Short-Term Lease, Long-Term Investment

FBOs Struggle for Sound Lease Agreements

FBOs and other on-airport aeronautical service providers (ASPs) have long struggled with using private funds to invest in their facilities on leased land on airports. Short-term lease terms often limit an FBO’s ability to take advantage of favorable lending practices and commercial tax rules related to depreciation and amortization.

The General Aviation Infrastructure and Investment Coalition (GAIIC) was created to begin a dialogue about leasing provisions with FBOs and airports, as well as to increase visibility within Congress of the concerns surrounding private investments by ASPs. The GAIIC represents a cross-section of FBOs from across the country, including large FBOs with multiple locations as well as independent FBOs. In fact, more than 250 FBOs operated by more than 27 owners are represented.

Sam Whitehorn, executive vice president of McBee Strategic Consulting, who represented the GAIIC in negotiations with airport representatives, explained the issue the GAIIC sought to resolve: “FBOs need to know their construction investment is a sound one. Once we started the dialogue, we realized a lot of money is sitting on the sidelines because FBOs can’t take advantage of tax incentives.”

Best Practice Guidance

Several months ago, the GAIIC partnered with Airports Council International – North America (ACI-NA) to develop a best practices guide for airports and FBOs negotiating lease agreements. The best practices outline the following guidelines for an airport land lease:

  • The lease term should reflect the level of capital investment required to develop the needed improvements to the leasehold as outlined in the sponsor’s minimum standards or lease requirements;
  • The lease term should provide the FBO/ASP the ability to take maximum advantage of the IRS amortizations schedules, when possible;
  • Where the agreed to lease term is shorter than the period required to fully amortize the capital improvements, lease provisions should ensure that FBO/ASPs can take advantage of the IRS amortization schedules; airport sponsors should request a certified schedule to verify the amortization and depreciation of the FBO/ASP facility investment; and,
  • Upon agreement between existing FBO/ASP and airport sponsor that a new capital improvement is required to meet demand in the market, and such investment is made by the FBO/ASP, extension of lease term and/or provision for a buy-out of the unamortized capital costs of such improvement should be negotiated.

Following the guidelines developed by the GAIIC and ACI-NA could allow an FBO with a 15-year land lease to amortize construction expenses over 20 or 30 years, for example. And we aren’t talking about sprucing up a bathroom at an FBO.

One estimate indicates some $1 billion is available for private construction projects on airports, but sits unused or goes to off-airport commercial projects because short-term land leases prevent on-airport ASPs from taking advantage of tax incentives. These funds could be used to build general aviation hangars, maintenance facilities, and more.

Eric Byer, vice president of government and industry affairs for the National Air Transportation Association (NATA), believes these best practices can help stimulate economic growth and create jobs.

“The aviation industry has experienced difficult times in the past few years.
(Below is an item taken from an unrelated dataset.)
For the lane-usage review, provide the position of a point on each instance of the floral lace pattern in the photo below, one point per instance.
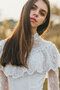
(43, 57)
These best practices have the potential to make airport sponsors and FBOs better partners, helping airports become significant economic drivers for local communities and our nation as a whole,” he comments.

The GAIIC and ACI-NA agreed on the best practices guidance in February. “The concept had a lot of pushback from the airport community originally, mostly because of misunderstandings of the overall concept and potential benefits of the best practices,” says Whitehorn.